Griserie de l’éminence grise

Condoleezza Rice et Celso Amorim
(Photos : Wilson Dias / Abr, ci-dessus,
et Ricardo Stuckert / PR, ci-dessous
)

De l’avis général, le memorandum of understanding (mémorandum d’entente, si vous préférez) signé vendredi entre Condoleezza Rice et Celso Amorim n’aura guère d’impact. Comme souvent ce genre de document, c’est un catalogue de bonnes intentions. Le Brésil et les États-Unis s’engagent à collaborer dans le domaine des biocarburants, et ce aux niveaux bilatéral, régional et multilatéral. Entendez par là qu’outre la coopération scientifique et technique entre les deux pays, il s’agit d’entraîner dans leur sillage l’Amérique centrale et les Caraïbes — le Brésil travaille déjà avec la Jamaïque et El Salvador — puis, sur les autres continents, des pays sélectionnés pour leur capacité à produire de l’éthanol et/ou du biodiesel.

George Bush et LulaPersonne ne se faisait d’illusion sur les barrières douanières nord-américaines.

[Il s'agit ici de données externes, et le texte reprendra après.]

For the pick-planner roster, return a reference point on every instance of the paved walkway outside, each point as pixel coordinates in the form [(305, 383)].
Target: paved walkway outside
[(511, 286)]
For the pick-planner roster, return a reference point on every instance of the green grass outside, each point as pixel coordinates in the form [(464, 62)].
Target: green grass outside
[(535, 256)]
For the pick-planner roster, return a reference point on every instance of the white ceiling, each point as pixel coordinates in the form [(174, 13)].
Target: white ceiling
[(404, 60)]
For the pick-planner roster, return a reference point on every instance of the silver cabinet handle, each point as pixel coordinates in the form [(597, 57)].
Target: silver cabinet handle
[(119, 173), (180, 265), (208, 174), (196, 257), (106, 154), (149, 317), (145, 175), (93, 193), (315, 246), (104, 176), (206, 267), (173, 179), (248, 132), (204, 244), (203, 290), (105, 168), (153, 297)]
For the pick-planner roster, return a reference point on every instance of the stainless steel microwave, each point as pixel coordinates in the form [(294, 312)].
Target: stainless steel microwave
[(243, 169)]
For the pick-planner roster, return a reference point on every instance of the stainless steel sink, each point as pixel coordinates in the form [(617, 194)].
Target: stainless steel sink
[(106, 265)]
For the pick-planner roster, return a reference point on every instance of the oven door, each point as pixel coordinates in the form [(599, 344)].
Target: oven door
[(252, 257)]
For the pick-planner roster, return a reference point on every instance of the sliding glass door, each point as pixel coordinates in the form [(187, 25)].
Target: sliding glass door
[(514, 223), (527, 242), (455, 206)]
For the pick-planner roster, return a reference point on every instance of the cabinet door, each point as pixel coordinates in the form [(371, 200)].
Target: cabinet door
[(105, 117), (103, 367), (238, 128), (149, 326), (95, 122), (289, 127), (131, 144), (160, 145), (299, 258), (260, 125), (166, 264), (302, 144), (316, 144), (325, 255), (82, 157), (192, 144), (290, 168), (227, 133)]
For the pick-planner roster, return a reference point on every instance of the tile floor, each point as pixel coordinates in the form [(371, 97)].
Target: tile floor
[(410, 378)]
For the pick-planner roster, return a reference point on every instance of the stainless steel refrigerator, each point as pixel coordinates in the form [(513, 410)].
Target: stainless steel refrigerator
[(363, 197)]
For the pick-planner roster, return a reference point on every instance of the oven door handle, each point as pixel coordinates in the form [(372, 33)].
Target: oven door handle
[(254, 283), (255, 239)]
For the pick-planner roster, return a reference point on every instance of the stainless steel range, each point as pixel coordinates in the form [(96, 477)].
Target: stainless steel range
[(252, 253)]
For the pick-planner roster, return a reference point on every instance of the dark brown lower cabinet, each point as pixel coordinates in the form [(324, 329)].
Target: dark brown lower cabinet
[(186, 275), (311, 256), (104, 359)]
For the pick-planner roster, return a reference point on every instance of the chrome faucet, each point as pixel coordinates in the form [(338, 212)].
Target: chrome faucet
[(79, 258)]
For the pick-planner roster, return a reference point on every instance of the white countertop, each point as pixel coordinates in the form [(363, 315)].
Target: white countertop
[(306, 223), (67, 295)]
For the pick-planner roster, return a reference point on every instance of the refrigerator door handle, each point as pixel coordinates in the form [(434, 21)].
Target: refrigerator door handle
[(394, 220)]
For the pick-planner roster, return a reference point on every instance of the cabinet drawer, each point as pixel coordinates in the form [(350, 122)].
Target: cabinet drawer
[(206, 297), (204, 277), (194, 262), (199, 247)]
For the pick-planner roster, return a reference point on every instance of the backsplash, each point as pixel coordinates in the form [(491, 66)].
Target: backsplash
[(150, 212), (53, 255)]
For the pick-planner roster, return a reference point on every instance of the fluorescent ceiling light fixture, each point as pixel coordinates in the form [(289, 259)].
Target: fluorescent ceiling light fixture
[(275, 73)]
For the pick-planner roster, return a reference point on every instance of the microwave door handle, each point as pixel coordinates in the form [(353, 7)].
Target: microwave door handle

Et, à dire vrai, le Brésil peut se permettre de patienter. Les clients qui ont afflué ces derniers jours, au premier rang desquels le Japon, et qui vont continuer d’affluer — les Britanniques sont attendus dans les prochains jours — suffisent au bonheur des producteurs brésiliens qui seraient bien en peine de satisfaire toutes les demandes.

Cette affluence soudaine, on la doit à Bush et, dans l’ombre, à Celso Amorim. En faisant inviter le président des États-Unis, le ministre des Relations extérieures était certain d’attiser les convoitises des concurrents et d’attirer les caméras du monde entier pour faire la publicité de l’éthanol brésilien. Ce qui lui a fait dire en fin de journée que le moment le plus important de la visite a été la photo de W. coiffé du casque de Petrobras.